Note: This bug is displayed in read-only format because the product is no longer active in Red Hat Bugzilla.

Bug 1753246

Summary: OSP 14->15: Galera can refuse to sync if it has more recent data than the rest of the cluster
Product: Red Hat OpenStack Reporter: Jiri Stransky <jstransk>
Component: openstack-tripleo-heat-templatesAssignee: RHOS Maint <rhos-maint>
Status: CLOSED WORKSFORME QA Contact: Sasha Smolyak <ssmolyak>
Severity: high Docs Contact:
Priority: high    
Version: 15.0 (Stein)CC: lmiccini, mburns
Target Milestone: ---Keywords: Triaged, ZStream
Target Release: ---   
Hardware: All   
OS: Linux   
Whiteboard:
Fixed In Version: Doc Type: If docs needed, set a value
Doc Text:
Story Points: ---
Clone Of: Environment:
Last Closed: 2020-01-14 10:48:46 UTC Type: Bug
Regression: --- Mount Type: ---
Documentation: --- CRM:
Verified Versions: Category: ---
oVirt Team: --- RHEL 7.3 requirements from Atomic Host:
Cloudforms Team: --- Target Upstream Version:
Embargoed:
Bug Depends On:    
Bug Blocks: 1727807    

Description Jiri Stransky 2019-09-18 13:22:18 UTC
This is to track an issue mentioned at https://bugzilla.redhat.com/show_bug.cgi?id=1743326#c6 . Most likely we need some way to ensure that we're transferring data from the node which has the latest version, or force a particular node to shutdown last?

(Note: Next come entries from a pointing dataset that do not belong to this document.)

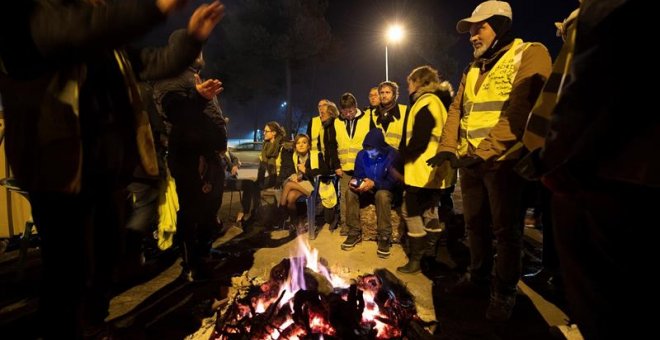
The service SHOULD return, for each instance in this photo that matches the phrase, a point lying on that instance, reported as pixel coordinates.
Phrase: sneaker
(500, 307)
(351, 241)
(384, 245)
(468, 288)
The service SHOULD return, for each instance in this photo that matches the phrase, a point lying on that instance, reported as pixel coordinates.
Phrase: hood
(375, 139)
(436, 88)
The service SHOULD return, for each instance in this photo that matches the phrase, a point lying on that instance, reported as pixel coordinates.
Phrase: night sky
(357, 60)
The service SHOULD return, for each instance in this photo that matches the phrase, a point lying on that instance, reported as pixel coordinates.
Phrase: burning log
(300, 303)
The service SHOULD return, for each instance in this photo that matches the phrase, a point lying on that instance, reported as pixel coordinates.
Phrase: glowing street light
(394, 34)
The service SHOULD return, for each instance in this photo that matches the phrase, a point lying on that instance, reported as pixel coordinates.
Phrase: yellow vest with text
(481, 111)
(348, 147)
(394, 130)
(418, 173)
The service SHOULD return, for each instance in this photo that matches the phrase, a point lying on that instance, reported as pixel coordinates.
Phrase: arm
(331, 146)
(449, 138)
(535, 67)
(421, 134)
(156, 63)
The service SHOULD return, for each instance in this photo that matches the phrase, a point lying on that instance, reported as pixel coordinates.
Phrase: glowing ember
(302, 300)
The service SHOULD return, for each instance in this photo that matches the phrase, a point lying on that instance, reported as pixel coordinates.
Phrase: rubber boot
(417, 247)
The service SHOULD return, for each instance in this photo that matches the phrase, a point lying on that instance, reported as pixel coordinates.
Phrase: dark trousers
(250, 198)
(606, 252)
(79, 247)
(264, 182)
(197, 216)
(492, 206)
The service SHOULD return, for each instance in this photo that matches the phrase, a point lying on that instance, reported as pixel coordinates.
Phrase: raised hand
(208, 88)
(441, 157)
(204, 19)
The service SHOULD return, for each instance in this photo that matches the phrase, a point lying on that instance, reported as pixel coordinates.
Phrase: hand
(204, 19)
(467, 162)
(440, 158)
(366, 185)
(209, 88)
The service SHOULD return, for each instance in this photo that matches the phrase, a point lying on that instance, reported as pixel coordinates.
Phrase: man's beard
(478, 52)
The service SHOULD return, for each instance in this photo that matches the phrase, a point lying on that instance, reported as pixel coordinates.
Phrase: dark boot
(417, 248)
(432, 238)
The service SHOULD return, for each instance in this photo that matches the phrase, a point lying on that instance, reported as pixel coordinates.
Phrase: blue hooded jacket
(380, 168)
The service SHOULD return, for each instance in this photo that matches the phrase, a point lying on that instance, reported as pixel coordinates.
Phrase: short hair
(393, 85)
(332, 109)
(424, 75)
(299, 136)
(347, 100)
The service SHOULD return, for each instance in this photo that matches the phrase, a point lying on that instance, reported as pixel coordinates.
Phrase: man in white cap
(482, 137)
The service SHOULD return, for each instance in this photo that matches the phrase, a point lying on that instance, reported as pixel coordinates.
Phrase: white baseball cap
(484, 11)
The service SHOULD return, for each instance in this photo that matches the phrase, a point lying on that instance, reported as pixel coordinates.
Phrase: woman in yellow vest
(423, 182)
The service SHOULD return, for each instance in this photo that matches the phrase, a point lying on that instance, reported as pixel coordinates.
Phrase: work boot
(351, 241)
(500, 307)
(384, 245)
(417, 247)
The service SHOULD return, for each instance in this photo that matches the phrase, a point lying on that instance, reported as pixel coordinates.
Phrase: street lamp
(394, 34)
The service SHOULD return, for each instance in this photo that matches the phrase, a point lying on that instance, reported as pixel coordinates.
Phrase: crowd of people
(81, 134)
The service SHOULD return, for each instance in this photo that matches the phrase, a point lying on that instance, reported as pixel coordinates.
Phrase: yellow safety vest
(418, 173)
(481, 111)
(395, 129)
(348, 147)
(316, 140)
(538, 122)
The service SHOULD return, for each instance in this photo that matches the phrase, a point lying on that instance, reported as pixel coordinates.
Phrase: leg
(477, 223)
(343, 187)
(383, 202)
(352, 210)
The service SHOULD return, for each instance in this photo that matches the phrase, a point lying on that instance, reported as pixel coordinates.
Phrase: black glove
(440, 158)
(467, 162)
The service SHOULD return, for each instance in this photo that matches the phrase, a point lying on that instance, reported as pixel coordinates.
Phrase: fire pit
(301, 299)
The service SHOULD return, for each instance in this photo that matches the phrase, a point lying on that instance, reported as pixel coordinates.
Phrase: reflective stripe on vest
(417, 173)
(347, 148)
(481, 111)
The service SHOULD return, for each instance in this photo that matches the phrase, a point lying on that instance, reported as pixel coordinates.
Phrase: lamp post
(393, 35)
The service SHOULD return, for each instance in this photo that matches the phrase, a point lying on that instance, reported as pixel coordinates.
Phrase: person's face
(268, 133)
(481, 37)
(349, 112)
(323, 110)
(386, 95)
(412, 86)
(372, 152)
(302, 146)
(374, 98)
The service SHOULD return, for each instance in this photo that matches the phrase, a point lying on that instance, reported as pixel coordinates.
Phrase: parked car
(248, 153)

I'll quote Damien's description:

> 2. Joining nodes refuse to synchronize against the cluster because they
> think they have more recent data.
> 
> 
> Later on, controller-1 is added in the cluster:
> 
> srp 23 09:37:07 controller-0 pacemaker-controld[57750]: notice: Node
> controller-1 state is now member
> 
> And the galera resource is stopped entirely, for a reason that is not
> relevant here.
> 
> srp 23 09:41:23 controller-0 pacemaker-schedulerd[57749]: warning:
> Processing failed monitor of galera:0 on galera-bundle-0: unknown error
> srp 23 09:41:23 controller-0 pacemaker-schedulerd[57749]: notice:  * Stop   
> galera-bundle-podman-0               (                    controller-0 )  
> due to node availability
> srp 23 09:41:23 controller-0 pacemaker-schedulerd[57749]: notice:  * Stop   
> galera-bundle-0                      (                    controller-0 )  
> due to node availability
> srp 23 09:41:23 controller-0 pacemaker-schedulerd[57749]: notice:  * Stop   
> galera:0                             (          Master galera-bundle-0 )  
> due to node availability
> 
> (Note: the "Processing failed monitor" warning comes from the previous
> error, so it's harmless)
> 
> Eventually, pacemaker bootstraps a new cluster, and chooses controller-0 as
> a the bootstrap node:
> 
> srp 23 09:41:53 controller-0 galera(galera)[394705]: INFO: Galera started
> srp 23 09:41:53 controller-0 pacemaker-controld[57750]: notice: Result of
> promote operation for galera on galera-bundle-0: 0 (ok)
> 
> And tells controler-1 to rejoin the galera cluster. But when galera is start
> on controller-1, it refuses to rejoin and stops in error, because it thinks
> it has more recent data than controller-0.
> 
> 2019-08-23  9:42:54 0 [ERROR] WSREP:
> gcs/src/gcs_group.cpp:group_post_state_exchange():321: Reversing history:
> 631252 -> 543483, this member has applied 87769 more events than the primary
> component.Data loss is possible. Aborting.
> 
> controller-0 refuses to stay in primary galera component as a reaction, so
> pacemaker has to restart it as well.
> 
> 2019-08-23  9:42:59 0 [Note] WSREP: evs::proto(5ab6d537, OPERATIONAL,
> view_id(REG,5ab6d537,2)) suspected node without join message, declaring
> inactive
> 2019-08-23  9:43:00 0 [Note] WSREP: view(view_id(NON_PRIM,5ab6d537,2) memb {
> 
> At this step, galera is unmanaged on controller-1, so pacemaker won't be
> able to bootstrap the cluster anymore, so the DB resource will be
> unavailable to OpenStack.
> 
> That's the first time I see a node refusing to rejoin an existing cluster,
> could this indicate that the DB save/restore step in the upgrade wasn't run
> on the node with the most recent data?

Comment 5 Luca Miccini 2020-01-14 10:48:46 UTC
we are unable to reproduce this issue. closing for now.